Русская линия
Русская линия01.04.2023 

Памяти генерала Ренненкампфа

ОТ РЕДАКЦИИ. Ночью 1 апреля 1918 года большевики зверски убили бывшего командующего 1-й армией во время Восточно-Прусской операции 1914 года, генерала от кавалерии Павла Карловича фон Ренненкампфа. Сегодня исполняется ровно 105 лет со дня этого злодейского преступления.

«Ради спасения своей жизни я изменником не стану и против своих не пойду».

Генерал Павел Ренненкампф

Как правильно вступиться за брата и честь семьи

Генерал Павел Карлович фон РенненкампфБратья Павел и Владимир учились в одном классе, несмотря на то, что Владимир был старше. В архаичной царской системе образования такое было не редкость. И заведение, в котором учились братья, было не простым: не школа или гимназия какая, а Рыцарское Домское училище (так оно называлось) — старейшее учебное заведение эстляндского дворянства. Как читатель уже догадался, герои наши были из русских или прибалтийских немцев, а дело происходило в Эстляндской губернии Российской империи, что ныне, благодаря всяким революциям и прочим перестройкам, относительно независимая Эстония.
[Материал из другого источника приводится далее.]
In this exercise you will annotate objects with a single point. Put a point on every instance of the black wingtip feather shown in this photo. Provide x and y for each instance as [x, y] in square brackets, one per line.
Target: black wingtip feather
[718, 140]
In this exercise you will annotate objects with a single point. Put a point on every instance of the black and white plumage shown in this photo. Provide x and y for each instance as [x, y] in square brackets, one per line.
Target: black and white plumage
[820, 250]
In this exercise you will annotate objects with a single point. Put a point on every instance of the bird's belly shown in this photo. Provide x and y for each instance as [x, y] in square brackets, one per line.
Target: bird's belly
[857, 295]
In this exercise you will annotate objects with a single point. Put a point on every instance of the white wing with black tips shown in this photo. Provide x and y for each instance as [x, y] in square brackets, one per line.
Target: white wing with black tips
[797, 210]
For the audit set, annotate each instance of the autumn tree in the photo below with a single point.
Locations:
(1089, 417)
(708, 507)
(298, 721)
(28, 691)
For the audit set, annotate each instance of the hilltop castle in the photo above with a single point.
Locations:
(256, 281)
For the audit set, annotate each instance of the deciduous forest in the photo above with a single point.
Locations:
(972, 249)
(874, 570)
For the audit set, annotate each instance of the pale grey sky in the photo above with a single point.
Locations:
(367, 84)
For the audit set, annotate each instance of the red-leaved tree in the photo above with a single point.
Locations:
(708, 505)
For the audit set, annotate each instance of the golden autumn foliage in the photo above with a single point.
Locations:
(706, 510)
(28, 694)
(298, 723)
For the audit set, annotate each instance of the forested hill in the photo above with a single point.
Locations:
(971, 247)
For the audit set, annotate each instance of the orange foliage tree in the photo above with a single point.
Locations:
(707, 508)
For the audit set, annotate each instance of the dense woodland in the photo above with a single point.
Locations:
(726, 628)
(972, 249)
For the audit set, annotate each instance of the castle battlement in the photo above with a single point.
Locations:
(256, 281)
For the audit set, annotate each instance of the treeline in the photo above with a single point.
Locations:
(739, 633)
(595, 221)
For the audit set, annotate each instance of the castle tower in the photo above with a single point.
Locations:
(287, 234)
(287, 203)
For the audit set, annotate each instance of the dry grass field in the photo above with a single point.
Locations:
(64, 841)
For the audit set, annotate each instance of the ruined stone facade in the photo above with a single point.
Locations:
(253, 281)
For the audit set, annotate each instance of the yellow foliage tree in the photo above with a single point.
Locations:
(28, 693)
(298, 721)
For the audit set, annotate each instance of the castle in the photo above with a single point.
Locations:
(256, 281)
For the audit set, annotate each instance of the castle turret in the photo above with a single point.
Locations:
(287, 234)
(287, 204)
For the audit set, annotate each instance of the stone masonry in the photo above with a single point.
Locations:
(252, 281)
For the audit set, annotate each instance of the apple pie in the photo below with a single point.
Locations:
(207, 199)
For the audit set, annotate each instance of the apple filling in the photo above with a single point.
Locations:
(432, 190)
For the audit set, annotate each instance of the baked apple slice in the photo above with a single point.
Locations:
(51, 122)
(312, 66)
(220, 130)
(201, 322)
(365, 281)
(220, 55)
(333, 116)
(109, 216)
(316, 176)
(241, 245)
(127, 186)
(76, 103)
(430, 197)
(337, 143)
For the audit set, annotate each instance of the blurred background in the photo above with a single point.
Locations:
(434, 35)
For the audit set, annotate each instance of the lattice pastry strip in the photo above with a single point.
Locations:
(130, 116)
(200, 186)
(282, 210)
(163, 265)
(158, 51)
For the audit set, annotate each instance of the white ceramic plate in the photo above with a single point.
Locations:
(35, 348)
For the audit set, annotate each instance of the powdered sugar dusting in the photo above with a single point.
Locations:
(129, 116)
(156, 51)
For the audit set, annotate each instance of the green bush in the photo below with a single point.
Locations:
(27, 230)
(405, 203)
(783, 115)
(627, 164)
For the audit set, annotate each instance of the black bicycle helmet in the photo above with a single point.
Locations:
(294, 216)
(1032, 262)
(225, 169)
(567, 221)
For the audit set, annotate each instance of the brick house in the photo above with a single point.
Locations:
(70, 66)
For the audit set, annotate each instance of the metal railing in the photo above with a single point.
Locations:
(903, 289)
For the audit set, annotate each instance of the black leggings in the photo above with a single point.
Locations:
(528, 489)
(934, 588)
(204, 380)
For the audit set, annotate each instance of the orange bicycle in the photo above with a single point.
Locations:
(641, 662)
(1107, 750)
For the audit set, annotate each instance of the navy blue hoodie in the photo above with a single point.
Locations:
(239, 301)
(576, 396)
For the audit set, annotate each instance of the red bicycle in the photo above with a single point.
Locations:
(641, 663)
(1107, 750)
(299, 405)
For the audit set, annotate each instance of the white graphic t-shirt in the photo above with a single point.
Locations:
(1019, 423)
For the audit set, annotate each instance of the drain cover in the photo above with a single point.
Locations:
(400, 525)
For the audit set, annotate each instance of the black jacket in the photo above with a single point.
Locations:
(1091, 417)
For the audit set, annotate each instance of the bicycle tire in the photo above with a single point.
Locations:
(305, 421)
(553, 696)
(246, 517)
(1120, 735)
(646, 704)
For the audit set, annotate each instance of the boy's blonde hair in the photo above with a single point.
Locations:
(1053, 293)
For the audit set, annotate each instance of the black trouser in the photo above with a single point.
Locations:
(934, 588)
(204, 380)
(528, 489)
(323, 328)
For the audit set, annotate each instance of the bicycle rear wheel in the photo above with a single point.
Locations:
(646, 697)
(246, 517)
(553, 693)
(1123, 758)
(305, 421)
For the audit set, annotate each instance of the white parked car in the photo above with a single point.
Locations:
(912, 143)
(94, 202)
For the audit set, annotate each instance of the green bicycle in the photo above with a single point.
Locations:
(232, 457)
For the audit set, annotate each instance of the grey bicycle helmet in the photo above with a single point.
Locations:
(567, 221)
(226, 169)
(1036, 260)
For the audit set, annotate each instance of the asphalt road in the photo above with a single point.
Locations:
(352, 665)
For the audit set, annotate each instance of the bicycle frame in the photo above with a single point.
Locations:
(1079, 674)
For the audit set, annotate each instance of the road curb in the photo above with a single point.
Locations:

Итак, 1870 год. Рыцарское училище. Старший брат Владимир был слаб здоровьем и страдал желудком (отчего он в своё время и умер). Однажды на уроке, который вёл сам директор училища, у Владимира желудок разболелся так, что он попросил разрешения уйти с урока. Директор не позволил, да ещё назвал эту просьбу свинством. Без всякой иронии скажем — так вот воспитывали рыцарей, наследников всех этих Орденов, — ну не может у рыцаря болеть желудок во время такого ответственного мероприятия, как урок.

Кстати, мы не сказали. Полное имя нашего героя Павел Карлович Эдлер фон Ренненкампф. И из двух братьев именно он был лидер, несмотря на то, что был младше. Видимо, сказывалась болезненность старшего.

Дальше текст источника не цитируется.